Benny was squeezing her tightly. “I can’t do it myself, I can’t!” he cried.
“It’s okay, I’ve got you! We’ve got to head for the water. Remember what Bonnie told us?”
“But what if we can’t breathe underwater like she can?”
“If I can’t, I’m sure you can, Benny! There’s a reason we all have to stick together. And if neither of us has it, we’ll swim for our lives. But I hear helicopters, and we’ve just got to risk it.”
“Where are the others?”
“I don’t know. I’m sure they’ll meet us back home.” She didn’t trust her own words. Scanning the skies, she didn’t see another pair of humans. Just black helicopters coming for them. There really was no other choice but to flee.
“It’s a dream,” she muttered to herself. “It’s a dream, it’s a dream, it’s a dream!” Those cars couldn’t really hurt her, she thought.
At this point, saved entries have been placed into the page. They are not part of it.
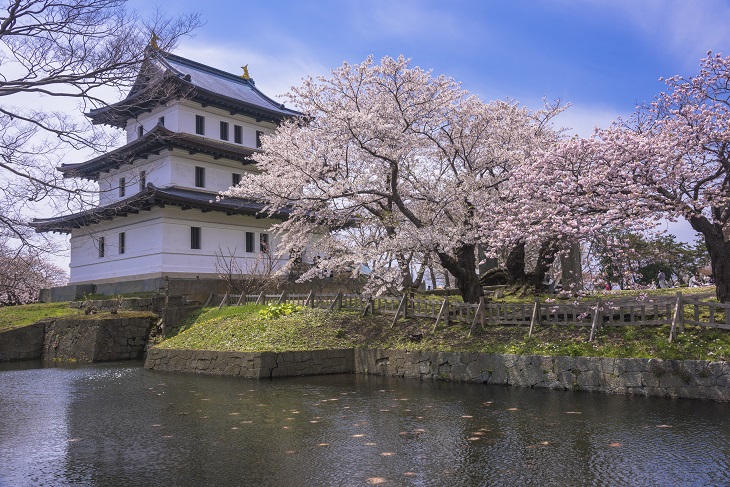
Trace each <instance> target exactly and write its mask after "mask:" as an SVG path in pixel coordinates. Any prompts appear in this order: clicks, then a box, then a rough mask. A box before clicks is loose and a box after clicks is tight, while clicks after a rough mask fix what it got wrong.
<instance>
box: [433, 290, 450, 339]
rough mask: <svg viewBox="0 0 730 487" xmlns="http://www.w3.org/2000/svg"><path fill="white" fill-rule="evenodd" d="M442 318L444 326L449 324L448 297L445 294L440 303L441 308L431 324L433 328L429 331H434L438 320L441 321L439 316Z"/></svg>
mask: <svg viewBox="0 0 730 487" xmlns="http://www.w3.org/2000/svg"><path fill="white" fill-rule="evenodd" d="M442 317H443V318H444V320H445V321H446V326H449V297H448V296H446V297H445V298H444V302H443V304H441V310H440V311H439V314H438V316H436V323H434V324H433V330H431V333H435V332H436V327H437V326H438V324H439V321H441V318H442Z"/></svg>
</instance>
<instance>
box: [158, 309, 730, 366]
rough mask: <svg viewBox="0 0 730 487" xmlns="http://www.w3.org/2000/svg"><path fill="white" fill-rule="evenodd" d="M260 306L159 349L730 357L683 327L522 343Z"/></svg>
mask: <svg viewBox="0 0 730 487" xmlns="http://www.w3.org/2000/svg"><path fill="white" fill-rule="evenodd" d="M262 308H263V307H262V306H255V305H249V306H245V307H240V308H237V307H230V308H223V309H222V310H218V309H215V308H208V309H205V310H201V311H200V312H198V313H197V314H196V315H194V316H192V317H190V319H189V321H188V323H187V325H186V327H184V328H186V329H184V331H183V332H181V333H179V334H178V335H177V336H175V337H172V338H170V339H168V340H165V341H164V342H162V343H161V344H160V345H159V346H160V347H162V348H179V349H186V348H189V349H201V350H237V351H283V350H311V349H322V348H346V347H378V348H395V349H407V350H439V351H471V352H491V353H513V354H537V355H556V356H557V355H570V356H599V357H645V358H652V357H655V358H677V359H698V360H730V332H727V331H723V330H710V329H699V328H696V327H689V326H688V327H686V331H685V333H682V334H680V335H679V337H678V339H677V340H676V342H675V343H672V344H669V343H668V340H667V336H668V335H669V329H668V327H666V326H664V327H628V326H626V327H611V328H608V327H604V328H603V329H601V331H600V332H599V334H598V336H597V337H596V339H595V340H594V342H592V343H587V338H588V335H589V333H590V330H589V328H587V327H575V326H560V327H558V326H549V327H548V326H545V327H537V328H536V330H535V332H534V333H533V336H532V338H527V331H528V329H527V327H525V326H488V327H486V329H484V330H478V331H477V332H476V333H475V334H474V336H472V337H469V336H468V332H469V328H468V326H467V325H465V324H454V325H451V326H449V327H444V326H440V327H439V329H437V330H436V333H431V330H432V328H433V321H431V320H418V319H409V320H403V319H401V320H399V321H398V322H397V323H396V325H395V327H393V328H391V322H392V317H388V316H368V317H366V318H362V317H360V316H359V314H357V313H352V312H328V311H324V310H309V309H305V310H303V311H301V312H299V313H295V314H292V315H289V316H286V317H282V318H277V319H271V318H266V317H263V316H260V315H259V313H258V310H260V309H262Z"/></svg>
If she died here, surely she’d just wake up safe at home. Safe, but… Not really at home. Not without Bonnie.
“Here!” Bonnie shouted. “This way!”
She’d found the secret entrance to their safe house, but her back was turned to the train track. “Bonnie, look out!” Raven shouted. Without thinking, she threw herself in the way of the car heading straight for Bonnie. She heard the impact more than she felt it, heard Bonnie cry out in horror, and then everything went black.